JULIA A. B. HOOKS (1852-1942)

Julia Hooks, one of Memphis' most prominent musicians of color and one of the city's pioneer social workers, was born in 1852 in Kentucky, where her talent in music was recognized at an early age. She was educated in Kentucky and attended Berea College, where she received further musical training.
        Establishing herself in Memphis well before the turn of the century, she became active in musical groups such as Liszt Mullard Club, which performed classical music concerts in the city during the 1880s. Other members of the group included Mrs. R. R. Church, Sr., who frequently played piano duets with Mrs. Hooks, and Mrs. Josiah T. Settle, Sr., known for her beautiful soprano voice.

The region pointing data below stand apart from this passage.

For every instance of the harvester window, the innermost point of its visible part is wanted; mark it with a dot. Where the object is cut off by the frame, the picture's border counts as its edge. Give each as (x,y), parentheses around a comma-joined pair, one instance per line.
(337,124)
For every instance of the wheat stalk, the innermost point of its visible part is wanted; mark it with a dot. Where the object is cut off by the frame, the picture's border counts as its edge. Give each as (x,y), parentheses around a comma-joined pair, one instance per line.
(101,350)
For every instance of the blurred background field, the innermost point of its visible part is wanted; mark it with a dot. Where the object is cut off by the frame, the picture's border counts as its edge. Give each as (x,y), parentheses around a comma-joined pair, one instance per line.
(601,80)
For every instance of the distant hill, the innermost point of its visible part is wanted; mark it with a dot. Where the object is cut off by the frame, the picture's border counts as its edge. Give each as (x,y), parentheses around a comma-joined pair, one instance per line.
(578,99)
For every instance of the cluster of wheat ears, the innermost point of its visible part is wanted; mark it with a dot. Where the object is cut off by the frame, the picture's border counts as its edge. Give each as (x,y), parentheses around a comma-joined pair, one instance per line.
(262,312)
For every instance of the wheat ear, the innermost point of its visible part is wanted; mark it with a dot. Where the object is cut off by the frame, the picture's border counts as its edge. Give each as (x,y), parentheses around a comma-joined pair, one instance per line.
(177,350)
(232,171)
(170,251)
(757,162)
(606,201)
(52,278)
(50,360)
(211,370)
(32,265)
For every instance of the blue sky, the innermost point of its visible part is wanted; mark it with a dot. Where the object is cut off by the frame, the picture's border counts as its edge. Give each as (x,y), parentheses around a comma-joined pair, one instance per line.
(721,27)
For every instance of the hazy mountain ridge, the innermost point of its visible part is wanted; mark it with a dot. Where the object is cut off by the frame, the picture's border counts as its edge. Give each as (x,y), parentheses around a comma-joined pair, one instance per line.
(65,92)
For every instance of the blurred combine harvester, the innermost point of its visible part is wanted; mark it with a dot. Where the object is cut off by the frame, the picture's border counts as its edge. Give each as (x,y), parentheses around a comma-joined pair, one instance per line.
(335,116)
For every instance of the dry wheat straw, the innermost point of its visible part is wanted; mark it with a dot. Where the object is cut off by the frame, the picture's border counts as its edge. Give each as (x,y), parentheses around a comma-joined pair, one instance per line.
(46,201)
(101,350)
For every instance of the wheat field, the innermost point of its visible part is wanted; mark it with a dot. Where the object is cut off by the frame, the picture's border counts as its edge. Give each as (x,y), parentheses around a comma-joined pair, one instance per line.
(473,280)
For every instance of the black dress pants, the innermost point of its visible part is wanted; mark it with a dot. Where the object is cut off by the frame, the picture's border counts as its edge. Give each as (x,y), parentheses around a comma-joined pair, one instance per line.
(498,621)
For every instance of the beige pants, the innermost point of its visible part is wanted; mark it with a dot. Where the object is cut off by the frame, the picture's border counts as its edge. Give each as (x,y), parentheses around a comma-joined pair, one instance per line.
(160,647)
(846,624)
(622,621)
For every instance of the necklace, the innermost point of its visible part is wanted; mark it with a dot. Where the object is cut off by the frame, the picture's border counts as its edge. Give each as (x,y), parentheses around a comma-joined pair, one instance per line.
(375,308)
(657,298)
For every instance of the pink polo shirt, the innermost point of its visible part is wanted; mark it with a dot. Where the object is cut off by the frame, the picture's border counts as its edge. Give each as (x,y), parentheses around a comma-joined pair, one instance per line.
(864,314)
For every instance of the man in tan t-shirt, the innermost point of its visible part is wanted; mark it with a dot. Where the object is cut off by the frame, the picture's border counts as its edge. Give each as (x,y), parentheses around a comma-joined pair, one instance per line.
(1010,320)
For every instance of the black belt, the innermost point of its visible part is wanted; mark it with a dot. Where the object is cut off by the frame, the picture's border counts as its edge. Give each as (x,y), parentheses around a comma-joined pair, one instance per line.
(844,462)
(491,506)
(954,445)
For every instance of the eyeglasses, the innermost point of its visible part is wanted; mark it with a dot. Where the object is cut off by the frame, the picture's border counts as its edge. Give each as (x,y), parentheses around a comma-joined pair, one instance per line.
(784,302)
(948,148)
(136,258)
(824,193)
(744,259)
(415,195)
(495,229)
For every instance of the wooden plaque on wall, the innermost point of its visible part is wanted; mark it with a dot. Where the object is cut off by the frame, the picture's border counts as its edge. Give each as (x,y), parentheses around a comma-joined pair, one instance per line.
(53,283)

        Mrs. Hooks also was involved with various churches because of her expertise in playing the organ and her talent for directing choirs and choral groups. In addition, she taught music, and every year her students appeared in recital at Zion Hall, Beale Street Baptist Church, and, after Church's Park and Auditorium was completed, they appeared in Roberta Church was one of Mrs. Hooks's piano pupils.
        For a while, Julia Hooks served as a teacher and principal in the Memphis city schools; she later operated a private kindergarten and elementary school in her home on South Lauderdale Street. Among her pupils, in addition to her sons, Henry and Robert, were Robert Church, Jr., and his sister, Annette, Allison Vance, Nellie Bowles, Edgar Mitchum, and Fred L. Hutchins. Julia Hooks loved children and had an unusual capacity to relate to them; they returned her affection. Frequently, she would organize groups of youngsters for picnics, play activities, or musical programs, arriving at rehearsals for recitals with an ice cream cone for each child.
        A dignified, compassionate woman, her sincerity and gentle manner inspired confidence and trust. These qualities served her well when she became an officer of the Juvenile Court, and often she was able to modify the attitude of wayward youngsters and help them cope with their problems. She also was known to provide religious inspiration and spiritual comfort to adult prisoners on occasion.
        Around 1907, the city opened a small Juvenile Detention Home next to her residence, which she and her husband, Charles, a truant officer, supervised. Mr. Hooks was killed by one of the wards, but Mrs. Hooks continued her efforts to help young people. At times Judge Camille Kelly, a well-known judge of the Juvenile Court, would invite Julia Hooks to sit with her when certain cases concerning Negro youths were presented.
        Although her primary interest and occupation was music, throughout her lifetime Julia Hooks maintained an interest in the underprivileged of all ages. She initiated the founding of the Old Folks and Orphans Home, located on the old Hernando Road. Using her talent as an accomplished pianist, she played in concerts to help pay for the home.
        Two sons, Henry and Robert, were born to Mr. and Mrs. Hooks. Both sons became expert photographers and established a studio known as Hooks Brothers Photographers. The interest in photography was passed on to the next generation, and Charles Hooks, son of Robert Hooks, and Henry Hooks, Jr., operated the family business. Henry Hooks, Sr., was a member of the Iroquois Club, a well known social club organized by a group of young men in Memphis. Henry Hooks, Jr., and his father, Charles, were signers of a petition circulated by a group of prominent black and white Memphians endorsing Robert Church, Jr., as Surveyor of Customs for the Port of Memphis. The petition was sent to President Theodore Roosevelt in 1908.
        Julia Hooks died at the age of ninety and, according to her obituary, was able to play the piano until a few weeks before she passed away. She is survived by several grandchildren, including Julia Hooks Gordon, a retired employee of the federal government; Robert, Jr. and Raymond Hooks, both employees of the U. S. Post Office; Mildred Hooks, an employee of the Shelby County Government; Benjamin Hooks, who in 1972 became the first black member of the Federal Communications Commission and served as executive secretary of the NAACP; and Bessie Hooks, an employee of the Internal Revenue Service. A great-grandson, Michael Hooks, is a member of the Memphis City Council.